がんであることからその詳細について、誰にどこまで話すかは本人や親の考え次第となりますが、担当教師などに状況を伝えておくことで、学校に通えない間のサポートや復帰してからの学校生活における配慮が得られると思います。また入院中に友達の訪問などがあれば本人も心が和らぎ闘病の支えとなるでしょう。
特別支援学校とは
特別支援学校は、病院に設置されている教育機関で小中学校とほぼ同様の教育課程を行います。これらが病院に設置されている場合は入院中の教育をこの特別支援学校で受けることができます。特別支援学校を利用するには元の学校から一時転入する必要があります。入院中の教育は特別支援学校ともとの学校が連携して進めてゆくことになります。

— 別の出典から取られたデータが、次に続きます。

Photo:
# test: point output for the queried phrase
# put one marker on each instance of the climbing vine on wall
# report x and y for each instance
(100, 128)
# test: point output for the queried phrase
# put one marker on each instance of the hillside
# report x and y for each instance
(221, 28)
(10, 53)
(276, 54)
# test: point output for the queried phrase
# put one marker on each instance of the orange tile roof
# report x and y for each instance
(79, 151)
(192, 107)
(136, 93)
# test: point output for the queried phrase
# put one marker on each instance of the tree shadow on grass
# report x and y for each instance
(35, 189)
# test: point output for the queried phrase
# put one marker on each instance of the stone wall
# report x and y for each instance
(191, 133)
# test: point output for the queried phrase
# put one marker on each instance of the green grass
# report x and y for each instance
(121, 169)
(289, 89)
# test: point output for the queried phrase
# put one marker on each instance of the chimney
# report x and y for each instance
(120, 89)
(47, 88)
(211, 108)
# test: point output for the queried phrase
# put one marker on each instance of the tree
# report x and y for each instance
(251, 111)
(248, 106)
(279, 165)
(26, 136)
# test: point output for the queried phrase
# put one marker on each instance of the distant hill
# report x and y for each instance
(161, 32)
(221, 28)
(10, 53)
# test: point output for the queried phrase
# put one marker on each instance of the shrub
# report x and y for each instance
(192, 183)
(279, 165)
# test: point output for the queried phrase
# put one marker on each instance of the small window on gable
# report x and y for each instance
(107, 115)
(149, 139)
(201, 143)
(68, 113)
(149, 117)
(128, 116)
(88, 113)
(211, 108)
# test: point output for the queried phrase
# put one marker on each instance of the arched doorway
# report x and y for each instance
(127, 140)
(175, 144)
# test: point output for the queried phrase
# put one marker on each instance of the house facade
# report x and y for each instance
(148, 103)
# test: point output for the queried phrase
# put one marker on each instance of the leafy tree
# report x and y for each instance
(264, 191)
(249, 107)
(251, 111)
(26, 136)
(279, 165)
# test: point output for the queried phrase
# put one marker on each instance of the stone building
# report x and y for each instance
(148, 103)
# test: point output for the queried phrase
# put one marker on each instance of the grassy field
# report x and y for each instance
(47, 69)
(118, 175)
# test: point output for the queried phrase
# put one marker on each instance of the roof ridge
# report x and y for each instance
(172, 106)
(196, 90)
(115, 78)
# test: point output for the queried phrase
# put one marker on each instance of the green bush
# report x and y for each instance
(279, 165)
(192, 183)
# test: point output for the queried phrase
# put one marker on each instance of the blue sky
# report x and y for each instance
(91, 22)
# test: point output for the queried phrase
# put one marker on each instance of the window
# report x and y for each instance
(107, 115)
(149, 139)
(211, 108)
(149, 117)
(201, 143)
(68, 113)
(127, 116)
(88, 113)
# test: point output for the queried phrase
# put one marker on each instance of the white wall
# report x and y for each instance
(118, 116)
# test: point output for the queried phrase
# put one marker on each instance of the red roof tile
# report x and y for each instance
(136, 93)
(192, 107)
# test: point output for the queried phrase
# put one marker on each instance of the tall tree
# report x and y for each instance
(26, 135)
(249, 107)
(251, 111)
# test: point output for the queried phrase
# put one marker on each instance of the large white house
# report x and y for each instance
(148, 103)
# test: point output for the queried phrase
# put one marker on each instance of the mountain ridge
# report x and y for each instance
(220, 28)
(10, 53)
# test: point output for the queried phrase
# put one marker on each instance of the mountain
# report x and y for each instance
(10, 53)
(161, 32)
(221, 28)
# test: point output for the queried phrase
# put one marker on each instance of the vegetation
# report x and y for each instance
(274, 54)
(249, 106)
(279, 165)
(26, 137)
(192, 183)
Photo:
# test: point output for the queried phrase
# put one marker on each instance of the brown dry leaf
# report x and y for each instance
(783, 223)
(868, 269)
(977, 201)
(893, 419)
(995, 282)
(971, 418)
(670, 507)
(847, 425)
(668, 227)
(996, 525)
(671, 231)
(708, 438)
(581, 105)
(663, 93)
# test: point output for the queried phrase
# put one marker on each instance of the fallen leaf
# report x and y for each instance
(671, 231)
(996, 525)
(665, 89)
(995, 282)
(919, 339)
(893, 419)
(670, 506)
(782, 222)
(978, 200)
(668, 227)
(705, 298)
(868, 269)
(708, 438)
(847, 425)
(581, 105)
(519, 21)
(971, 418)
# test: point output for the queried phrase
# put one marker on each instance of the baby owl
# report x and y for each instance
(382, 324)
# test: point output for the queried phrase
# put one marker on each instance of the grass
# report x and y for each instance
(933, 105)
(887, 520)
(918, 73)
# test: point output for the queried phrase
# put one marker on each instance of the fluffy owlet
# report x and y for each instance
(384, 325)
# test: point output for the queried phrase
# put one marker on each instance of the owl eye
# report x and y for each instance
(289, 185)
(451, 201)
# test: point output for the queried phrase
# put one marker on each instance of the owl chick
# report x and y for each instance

治療が始まれば、治療を優先しながら学校生活と両立することが理想です。
特別支援学校がない病院は、主治医や看護師と相談しながら日々の学習時間の設定などを考えてゆくことになります。ソーシャルワーカーや保育士に相談できる病院もあります。
終わりに
大人のがんに比べると遅いスピードながら、小児がんに対する支援や治療の幅も徐々に広がってきました。いろいろな情報を得て子どもにとっての最善策を練ることができれば良いと思います。
ご家族、特にご両親はお子さんの治療選択や将来のことに悩まれ、ときに自分を責めて苦しまれることがあるようです。お子さんの治療だけでなく、ご家族にもケアが必要なことは言うまでもありません。支援制度や病院、学校に頼れるところは頼って乗り越えていただきたいと思います。